Just When You Thought It Was Safe to Avoid Cliched Heds

LAT 2-27 “She curbed her enthusiasm - for cars”
LAT 2-28 “Mostly Ready for its close-up” (a new hotel in Hollywood)
NYT 2-27 “Heroes of DC Comics Get Ready for Closeup”
NYT 2-27 “Coming-of-Age Filmgoers: You’re Not in Kansas Anymore”
LAT 2-2 “Life in La La La Land” (Nobody HERE should use this drizzling derogator)

True Colors

In 1989, a gal I knew from Canada observed that everyone in L.A., in the music/club crowd, dressed in black. She thought it was stupid. Today, a whole new generation marches to that same color tune. Is it symbolic - has there been a pall across the land for that long?

I dunno, but it sure isn’t the 60s anymore, palettically speaking. Black still garbs sadly-called hipsters, and also cars. Look on the highway: 95% of cars are black, white and silver/grey.

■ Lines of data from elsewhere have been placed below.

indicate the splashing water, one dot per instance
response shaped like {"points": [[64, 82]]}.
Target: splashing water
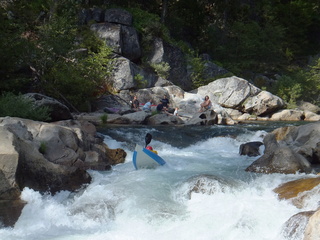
{"points": [[203, 192]]}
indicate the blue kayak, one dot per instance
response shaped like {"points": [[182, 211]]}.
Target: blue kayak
{"points": [[144, 158]]}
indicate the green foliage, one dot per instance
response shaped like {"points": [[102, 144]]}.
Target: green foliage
{"points": [[104, 118], [162, 69], [79, 81], [43, 147], [289, 89], [140, 80], [150, 27], [312, 82], [18, 106]]}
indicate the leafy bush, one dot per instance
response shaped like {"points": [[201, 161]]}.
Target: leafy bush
{"points": [[162, 69], [43, 147], [104, 118], [289, 89], [18, 106], [140, 80]]}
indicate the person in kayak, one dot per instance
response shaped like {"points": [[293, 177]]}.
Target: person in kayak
{"points": [[151, 149]]}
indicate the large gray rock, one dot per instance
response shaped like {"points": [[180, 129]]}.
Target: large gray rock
{"points": [[164, 119], [263, 103], [117, 15], [302, 139], [250, 149], [208, 117], [279, 159], [228, 92], [110, 33], [48, 157], [288, 115], [58, 111]]}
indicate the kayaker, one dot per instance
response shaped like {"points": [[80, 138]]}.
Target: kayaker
{"points": [[151, 149]]}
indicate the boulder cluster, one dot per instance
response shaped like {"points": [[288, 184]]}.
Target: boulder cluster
{"points": [[48, 157]]}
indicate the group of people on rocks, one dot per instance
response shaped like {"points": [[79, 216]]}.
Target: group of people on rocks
{"points": [[163, 105]]}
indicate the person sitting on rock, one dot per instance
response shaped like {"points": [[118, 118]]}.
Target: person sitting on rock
{"points": [[165, 102], [160, 107], [205, 105], [147, 106], [135, 104]]}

But on an up note, it’s the best time in history to be colorblind.

Simps

Neal Gabler, in the 1-23-10 L.A. Times, tells us that the Leno-O’Brien flap 1 is a struggle between “younger, hipper 2” people (O’Brien) and “older, statelier ones” (Leno). The childishness is adorable. Post-30’s are so awesome they are stately. Grownups get to be that.

“Young vs. old, cool vs. uncool” writes young (I’ll betcha!) Gobbler with a sandbox enthusiasm that makes a full-brained person goes “Awww.” The long, thin piece is loaded with rockheadedness: “Everyone agreed” one thing, “a lot of people” thought something, Leno was “your grandmother’s comedian” and O’Brien’s stints with the Simpsons and SNL, well - ”It didn’t get any cooler than that.” From the mouths of babes.

1 I liked ‘kerfuffle’ for a while, but it’s done. Brouhaha is OK.

2 Are there old hip people? C’est imposible!

Some Losses Are Improvements

Recently I wrote a personal email to someone and somehow copied another person. It was a tad embarrassing. I asked them to erase it, and I suppose they did.

But I didn’t shake or shiver. I am just grateful that “Copy All” is no longer an easily hit email button.

Discomfort

On one of my tv shows I threw this out..

“We’re all gay, aren’t we?”
- What? Like we have male and female characteristics?
“No. We have no jobs. We jabber about old records on tv. Who has a gayer life than we?”
- Oh.
“Our conversation, is it not queer? Who do you see on tv talking about the junk we talk about?”
- Great.
“I mean, we’re having homosexual relations, right? No women here.”
- Uh huh.
“Seriously. I drove here with Joe. On the way I wanted to stop at 7-11 but he insisted we go to Safeway. Finally I gave him his head.”
- Right.
But for that, I made him blow me to lunch.
- Can we stop now?

Doug’s Last Laugh

When I went with his sister to get his ashes, she took the box and I carried her bag. “Is it heavy?” I asked.

Beth, seizing the straight line, paused nary a second, smiled and said “He ain’t heavy, he’s my brother!”